Notice what’s glaringly missing: an actual liberal proposal. There isn’t one. What the majority (neither “slim” nor “large”) voted against was a moderate proposal. This leaves the consideration of the unabashedly conservative one.

How easy it is to hate those who are different.

It is particularly galling that the day after we read Luke 6 in church, a majority of Methodists voted to not love their neighbors when it got difficult. They voted against dealing with diversity and adversity together, leaving only a demand for uniformity.

The gospel reading from the Revised Common Lectionary, Luke 6:27-38 continues the Sermon on the Plain; when Jesus was telling his followers about blessings and woes. Saying we’re blessed today when we feel each other’s pain.

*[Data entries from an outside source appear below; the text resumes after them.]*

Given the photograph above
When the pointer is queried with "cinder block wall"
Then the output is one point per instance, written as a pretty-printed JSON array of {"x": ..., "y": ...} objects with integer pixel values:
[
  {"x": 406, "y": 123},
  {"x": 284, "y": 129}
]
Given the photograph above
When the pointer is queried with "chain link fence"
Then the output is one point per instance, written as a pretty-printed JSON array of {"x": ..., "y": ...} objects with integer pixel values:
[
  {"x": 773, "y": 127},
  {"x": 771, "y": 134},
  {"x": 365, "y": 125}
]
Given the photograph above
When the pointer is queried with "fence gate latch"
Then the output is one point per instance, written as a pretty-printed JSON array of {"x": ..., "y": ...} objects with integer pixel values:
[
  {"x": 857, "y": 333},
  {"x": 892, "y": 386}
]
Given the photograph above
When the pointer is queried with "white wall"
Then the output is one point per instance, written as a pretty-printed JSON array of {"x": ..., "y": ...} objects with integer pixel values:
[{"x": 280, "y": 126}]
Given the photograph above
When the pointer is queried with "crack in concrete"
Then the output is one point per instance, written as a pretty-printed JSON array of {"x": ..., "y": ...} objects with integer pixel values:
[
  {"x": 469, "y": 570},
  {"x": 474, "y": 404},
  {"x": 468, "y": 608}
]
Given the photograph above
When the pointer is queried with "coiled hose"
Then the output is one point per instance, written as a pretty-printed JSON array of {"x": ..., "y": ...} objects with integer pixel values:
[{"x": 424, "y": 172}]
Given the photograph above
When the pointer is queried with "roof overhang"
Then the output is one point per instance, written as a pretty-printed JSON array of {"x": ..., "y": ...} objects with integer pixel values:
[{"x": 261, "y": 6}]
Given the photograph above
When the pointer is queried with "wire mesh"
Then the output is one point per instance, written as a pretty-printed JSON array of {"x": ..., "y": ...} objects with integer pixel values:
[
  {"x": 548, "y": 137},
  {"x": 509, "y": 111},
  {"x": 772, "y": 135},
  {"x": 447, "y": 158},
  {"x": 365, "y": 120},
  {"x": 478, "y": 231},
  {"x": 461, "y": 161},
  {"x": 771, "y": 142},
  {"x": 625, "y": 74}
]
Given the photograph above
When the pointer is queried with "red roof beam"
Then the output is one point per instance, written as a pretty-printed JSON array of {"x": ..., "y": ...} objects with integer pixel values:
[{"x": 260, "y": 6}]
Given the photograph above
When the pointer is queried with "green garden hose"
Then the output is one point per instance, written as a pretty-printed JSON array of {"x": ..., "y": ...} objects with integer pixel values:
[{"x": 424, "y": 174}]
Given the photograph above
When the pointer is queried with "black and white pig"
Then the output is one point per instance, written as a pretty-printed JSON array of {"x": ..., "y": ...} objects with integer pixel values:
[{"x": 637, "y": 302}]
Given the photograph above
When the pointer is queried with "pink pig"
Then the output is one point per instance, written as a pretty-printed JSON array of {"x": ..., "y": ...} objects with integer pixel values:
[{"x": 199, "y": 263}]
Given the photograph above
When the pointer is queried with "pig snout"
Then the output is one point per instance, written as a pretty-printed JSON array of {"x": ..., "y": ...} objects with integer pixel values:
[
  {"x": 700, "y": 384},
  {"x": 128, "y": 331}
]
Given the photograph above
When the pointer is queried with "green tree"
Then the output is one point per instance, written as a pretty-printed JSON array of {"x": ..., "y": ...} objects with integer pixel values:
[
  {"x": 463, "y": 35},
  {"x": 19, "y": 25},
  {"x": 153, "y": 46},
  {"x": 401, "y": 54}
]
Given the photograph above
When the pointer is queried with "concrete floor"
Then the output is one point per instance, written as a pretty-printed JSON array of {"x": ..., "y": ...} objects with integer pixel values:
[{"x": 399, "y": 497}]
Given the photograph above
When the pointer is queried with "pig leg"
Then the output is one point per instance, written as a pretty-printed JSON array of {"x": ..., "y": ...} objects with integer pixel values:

So yesterday they heard Jesus proclaim

“Love your enemies, do good to those who hate you, bless those who curse you, pray for those who abuse you.”

Then they heard

“If anyone strikes you on the cheek, offer the other also; and from anyone who takes away your coat do not withhold even your shirt.”

These are striking words because they are not about suffering for the good, but standing up to injustice, and revealing the shame of those who seek to hurt you. These acts reveal injustice by the powerful to the powerless.

This is Jesus at his most important. Are we listening?

“Do to others as you would have them do to you.”

But it gets even better.

“If you love those who love you, what credit is that to you? For even sinners love those who love them. If you do good to those who do good to you, what credit is that to you? For even sinners do the same. If you lend to those from whom you hope to receive, what credit is that to you? Even sinners lend to sinners, to receive as much again. But love your enemies, do good, and lend, expecting nothing in return.”

So, at what point did they stop listening? Right about there? Because today’s vote reads like a literal rejection of Jesus’s words from the Sermon on the Plain.

It is almost as if Jesus was speaking right to them and they kept walking right on by.

A Lost Cause

While the reality of church divorce is painful and occasionally beneficial, the true tragedy here will not likely be appreciated. Too often, the abused are asked to keep quiet for the sake of unity while abusers claim victimhood and hold unity hostage. It is neither honest nor functional. Like an anti-LGBTQ Lost Cause.

And like the ghosts of the confederacy, the voices of the dead slave owners, the klansman, the powerful men holding tight the reigns of power see the growing equality, and justice groaning for freedom as a threat to their way of life. The whip traded in for control of the ballot box. Forging the rules until they fit.

Yet again the pain of schism and broken relationships will be born, not by the powerful in their comfort, but on the backs of the weak and the abused. The ones left out of the assembly and labeled sinners. Again watching the perpetual pearl clutching, they receive the snarled epithets spat and the cruel theology preached as enemies.

The ones whose humanity is rejected and whose place in the church has long been put up for debate tried to reach out in love. To overlook their difference in love.

And this is what they get.

“Do not judge, and you will not be judged; do not condemn, and you will not be condemned. Forgive, and you will be forgiven; give, and it will be given to you.”

That’s what Jesus preached on Sunday. What the United Methodist Church chose on Monday was to judge their neighbors anyway.